Ecosyste.ms: Awesome

An open API service indexing awesome lists of open source software.

Awesome Lists | Featured Topics | Projects

https://github.com/MiloszKrajewski/K4os.Compression.LZ4

LZ4/LH4HC compression for .NET Standard 1.6/2.0 (formerly known as lz4net)
https://github.com/MiloszKrajewski/K4os.Compression.LZ4

Last synced: about 2 months ago
JSON representation

LZ4/LH4HC compression for .NET Standard 1.6/2.0 (formerly known as lz4net)

Awesome Lists containing this project

README

        

# K4os.Compression.LZ4

| Name | Nuget | Description |
|:-|:-:|:-|
| `K4os.Compression.LZ4` | [![NuGet Stats](https://img.shields.io/nuget/v/K4os.Compression.LZ4.svg)](https://www.nuget.org/packages/K4os.Compression.LZ4) | Block compression only |
| `K4os.Compression.LZ4.Streams` | [![NuGet Stats](https://img.shields.io/nuget/v/K4os.Compression.LZ4.Streams.svg)](https://www.nuget.org/packages/K4os.Compression.LZ4.Streams) | Stream compression |
| `K4os.Compression.LZ4.Legacy` | [![NuGet Stats](https://img.shields.io/nuget/v/K4os.Compression.LZ4.Legacy.svg)](https://www.nuget.org/packages/K4os.Compression.LZ4.Legacy) | Legacy compatibility |

# LZ4

LZ4 is lossless compression algorithm, sacrificing compression ratio for compression/decompression speed.
Its compression speed is ~400 MB/s per core while decompression speed reaches ~2 GB/s, not far from RAM speed limits.

This library brings LZ4 to .NET Standard compatible platforms: .NET Core, .NET Framework, Mono, Xamarin, and UWP.
Well... theoretically... kind of. Currently, it targets .NET Framework 4.6.2+, .NET Standard 2.0+ and .NET 5.0+.

As it is .NET Standard 2.0+ so all this platforms should be supported although I did not test it on all of them.

LZ4 has been written by Yann Collet and original C sources can be found [here](https://github.com/Cyan4973/lz4)

# Build

```powershell
./build.ps1
```

**NOTE**: technically, it could be built on Linux as well, but setup process downloads and uses some Windows tools,
like `7z.exe` and `lz4.exe`. It could be adapted, but wasn't. Feel free to send PR.

# Changes

Change log can be found [here](CHANGES.md).

# Support

Maintaining this library is outside of my daily job completely. Company I work for is not even using it, so I do this
completely in my own free time.

So, if you think my work is worth something, you could support me by funding my daily caffeine dose:

[!["Buy Me A Coffee"](https://www.buymeacoffee.com/assets/img/custom_images/orange_img.png)](https://buymeacoffee.com/miloszkrajewski)

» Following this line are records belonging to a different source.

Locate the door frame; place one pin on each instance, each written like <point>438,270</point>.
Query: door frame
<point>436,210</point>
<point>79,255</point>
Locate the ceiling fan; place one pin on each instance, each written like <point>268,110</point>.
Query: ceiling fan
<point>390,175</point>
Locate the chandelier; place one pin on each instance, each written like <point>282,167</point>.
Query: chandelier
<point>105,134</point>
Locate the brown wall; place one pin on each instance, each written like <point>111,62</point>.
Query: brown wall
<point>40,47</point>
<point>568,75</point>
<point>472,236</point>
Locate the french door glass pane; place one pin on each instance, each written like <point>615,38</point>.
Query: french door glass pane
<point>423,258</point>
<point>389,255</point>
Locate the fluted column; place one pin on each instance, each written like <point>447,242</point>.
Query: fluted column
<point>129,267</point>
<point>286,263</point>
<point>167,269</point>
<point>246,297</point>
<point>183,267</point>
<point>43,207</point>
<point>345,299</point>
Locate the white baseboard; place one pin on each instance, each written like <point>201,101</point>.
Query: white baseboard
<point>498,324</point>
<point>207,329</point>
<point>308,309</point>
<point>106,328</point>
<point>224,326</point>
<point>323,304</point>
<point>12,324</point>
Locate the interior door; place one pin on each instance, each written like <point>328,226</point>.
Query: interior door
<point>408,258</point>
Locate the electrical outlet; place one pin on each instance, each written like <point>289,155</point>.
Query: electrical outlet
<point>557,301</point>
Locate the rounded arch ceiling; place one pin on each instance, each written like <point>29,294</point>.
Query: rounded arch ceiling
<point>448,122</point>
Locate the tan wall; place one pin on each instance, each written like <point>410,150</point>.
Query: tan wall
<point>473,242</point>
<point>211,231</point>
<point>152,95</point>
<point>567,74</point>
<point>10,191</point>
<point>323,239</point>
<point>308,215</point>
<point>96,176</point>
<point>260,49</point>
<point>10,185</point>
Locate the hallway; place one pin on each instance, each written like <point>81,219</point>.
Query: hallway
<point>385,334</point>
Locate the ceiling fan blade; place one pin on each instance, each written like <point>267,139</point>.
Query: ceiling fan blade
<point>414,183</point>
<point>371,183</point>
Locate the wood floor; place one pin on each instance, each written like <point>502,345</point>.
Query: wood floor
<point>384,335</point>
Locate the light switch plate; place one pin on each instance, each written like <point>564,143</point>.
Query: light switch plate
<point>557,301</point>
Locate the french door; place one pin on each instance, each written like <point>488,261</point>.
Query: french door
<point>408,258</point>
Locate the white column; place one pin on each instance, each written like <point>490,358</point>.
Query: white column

(or just use [PayPal](https://www.paypal.com/donate?hosted_button_id=P3MJXJHG7NFE2))

# What is 'Fast compression algorithm'?

While compression algorithms you use day-to-day to archive your data work around the speed of 10MB/s giving you quite
decent compression ratios, 'fast algorithms' are designed to work 'faster than your hard drive' sacrificing compression
ratio.

One of the most famous fast compression algorithms in Google's own [Snappy](http://code.google.com/p/snappy/) which is advertised as 250MB/s compression,
500MB/s decompression on i7 in 64-bit mode.
Fast compression algorithms help reduce network traffic / hard drive load compressing data on the fly with no noticeable latency.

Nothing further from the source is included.